Acceptance of ignorance today at least paves the way for acquiring the missing knowledge tomorrow.

(5) Never be Vindictive:
Strange it may seem, but the reality is, the more a teacher is ignorant and the more he / she lacks teaching skills or self confidence, the more egotistic he/ she becomes! The teachers tends to use their egotism as a shield to cover their weaknesses and they display their egotism by acting tough. Unfortunately, most of the teachers fail miserably in their attempt to hold their honor in this way, but they never learn!. Particularly where such teachers have weapons to play against the students (like internal assessment marks and marks available in their hands in laboratories or in viva voce) they become shamelessly vindictive in punishing the students who "did not behave".
The more a teacher resorts to such ugly tactics, the more he/ she loses respect amidst the students.

(6) Keep the Fire Burning:
This is another difficulty in the profession. One can remain an enthusiastic and a zealous teacher for a few years. But as one grows older in the profession, lethargy and boredom settles in. This is an occupational hazard. Only those who can keep up their zeal for long by constant refurbishment and self-motivation can remain a good teacher for long.

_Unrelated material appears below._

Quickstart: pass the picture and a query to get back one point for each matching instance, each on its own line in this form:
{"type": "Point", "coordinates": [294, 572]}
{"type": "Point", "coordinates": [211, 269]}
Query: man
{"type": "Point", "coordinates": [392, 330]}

Despite all the technological advances on one side and the overall deteriaration of value sytems on the other side, teaching profession still continues to be treated as a noble profession. If at all the nobility and respect of the profession has fallen in standards, the blame is to be shouldered more by the teachers and the educational system that supports and nurtures mediocrity in teaching profession, than by the student community. All said and done, there is always a soothing stream of good teachers flowing across the educational institutions. This stream has to be nurtured at all costs.